The story is actually more complex: the leveled “was” can be used as a social flag, waving to show a person’s rural identity or in-group status. Plus, certain related forms, such as contracted “was” (“We’s out late last night”) aren’t declining, but seem to operate under the radar of social evaluation.

He says “There’s no monolithic ‘Appalachian dialect,’ and language variation – an important component of language everywhere – is just as diverse within Appalachia as it is outside of the region,” discusses the stereotypes, and ends with a hopeful account of dialect-focused projects that are attempting to fight them. As I said at MetaFilter, where I found the link, “The Appalachian dialect is quite similar to the Ozark dialect of my (father’s) people, so I bristle in solidarity when people mock it and its speakers.”

Preserving Kiowa.

Joanna Hlavacek reports for LJWorld.com on a heartening development:

[Andrew] McKenzie, an assistant professor of linguistics at the University of Kansas, recently secured a grant from the federal government that will allow him to continue his great-grandfather’s work in preserving the Kiowa language — a pressing need, McKenzie says, as the number of fluent Kiowa speakers dwindles by the year.

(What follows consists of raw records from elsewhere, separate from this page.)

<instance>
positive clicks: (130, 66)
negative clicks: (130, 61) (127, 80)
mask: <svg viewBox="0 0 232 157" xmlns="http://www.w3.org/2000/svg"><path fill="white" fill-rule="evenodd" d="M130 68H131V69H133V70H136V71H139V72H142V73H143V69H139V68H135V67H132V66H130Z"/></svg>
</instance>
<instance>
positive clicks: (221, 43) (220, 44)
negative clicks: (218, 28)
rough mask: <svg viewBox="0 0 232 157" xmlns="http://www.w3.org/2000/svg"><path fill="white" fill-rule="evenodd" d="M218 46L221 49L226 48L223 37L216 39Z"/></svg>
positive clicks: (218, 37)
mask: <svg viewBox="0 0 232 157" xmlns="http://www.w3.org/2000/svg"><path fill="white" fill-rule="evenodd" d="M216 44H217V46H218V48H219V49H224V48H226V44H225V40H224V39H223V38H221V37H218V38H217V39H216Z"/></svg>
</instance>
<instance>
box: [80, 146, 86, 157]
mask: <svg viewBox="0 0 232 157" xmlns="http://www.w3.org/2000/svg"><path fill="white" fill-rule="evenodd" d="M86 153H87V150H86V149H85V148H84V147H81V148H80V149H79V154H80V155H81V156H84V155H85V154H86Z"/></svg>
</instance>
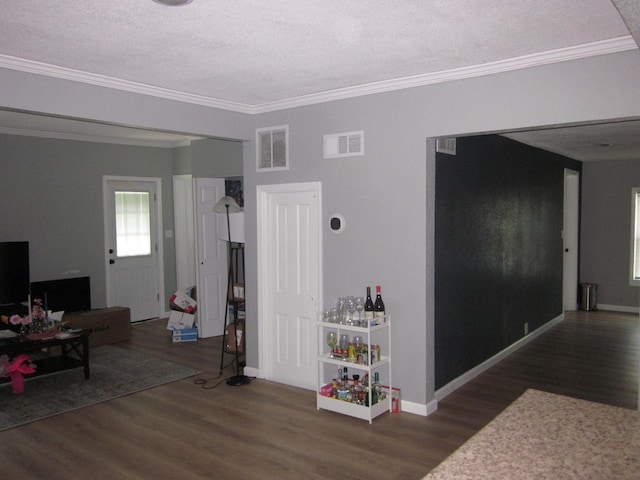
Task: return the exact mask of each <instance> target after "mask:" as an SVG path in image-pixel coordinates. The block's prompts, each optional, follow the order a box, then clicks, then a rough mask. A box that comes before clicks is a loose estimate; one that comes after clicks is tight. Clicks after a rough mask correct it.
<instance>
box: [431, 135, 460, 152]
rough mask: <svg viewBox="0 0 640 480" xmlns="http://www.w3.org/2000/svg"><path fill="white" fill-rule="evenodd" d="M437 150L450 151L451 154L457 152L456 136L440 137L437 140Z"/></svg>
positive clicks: (437, 151)
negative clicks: (451, 136)
mask: <svg viewBox="0 0 640 480" xmlns="http://www.w3.org/2000/svg"><path fill="white" fill-rule="evenodd" d="M436 152H438V153H448V154H449V155H455V154H456V139H455V137H448V138H438V139H437V140H436Z"/></svg>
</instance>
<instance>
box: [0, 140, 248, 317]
mask: <svg viewBox="0 0 640 480" xmlns="http://www.w3.org/2000/svg"><path fill="white" fill-rule="evenodd" d="M192 150H193V151H192ZM0 152H2V153H0V205H2V227H1V228H0V241H16V240H28V241H29V246H30V259H31V262H30V264H31V265H30V267H31V281H41V280H52V279H58V278H65V277H70V276H74V277H75V276H89V277H91V297H92V298H91V304H92V306H93V307H94V308H100V307H104V306H105V305H106V285H105V275H106V273H105V265H104V221H103V198H102V177H103V176H104V175H114V176H131V177H159V178H160V179H161V182H162V206H163V216H162V224H163V225H162V228H163V230H173V229H174V218H173V192H172V176H173V175H174V173H176V171H179V172H180V173H193V174H194V176H210V177H216V176H217V177H224V176H236V175H238V174H241V173H242V144H241V143H239V142H230V141H226V140H200V141H198V142H197V146H196V148H192V147H180V148H176V149H168V148H152V147H132V146H124V145H113V144H102V143H94V142H80V141H71V140H57V139H47V138H37V137H27V136H17V135H0ZM194 165H195V166H194ZM174 238H175V236H174V237H172V238H164V239H163V243H164V258H163V261H164V276H165V285H164V287H165V297H166V298H167V300H166V301H165V304H164V308H165V309H166V310H168V297H169V295H170V294H171V293H173V292H174V291H175V289H176V265H175V243H174ZM69 272H73V273H69Z"/></svg>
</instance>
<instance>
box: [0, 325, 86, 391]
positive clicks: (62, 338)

“Languages only exist in our minds, so once those speakers leave us, they take the knowledge with them, essentially, unless that knowledge is preserved through documentation,” says McKenzie, who began formally studying Kiowa about 20 years ago. “In that sense, the documentation becomes essential because it would allow the language to survive into the future.” […]

Earlier this month, McKenzie learned he’d won a three-year grant from the Documenting Endangered Languages program of the National Science Foundation. The $112,000 award will allow him to “fill a gap” in the study of Kiowa grammar, work his great-grandfather started as a kid passing notes in his native tongue — speaking Kiowa was strictly forbidden at the boarding school he and other Native Americans were forced to attend — during class to his girlfriend, funnily enough.

That early system devised by Parker McKenzie became the basis for methods still used today, though there’s no consensus on the matter, McKenzie says. The Kiowa tribe has never voted to designate an official writing system.

I’m glad the NSF has gotten more sensible about how they spend their money; forty-five years ago, they blew a bunch of it sending me to grad school in linguistics, and all they got for it was this blog. (Thanks, Trevor!)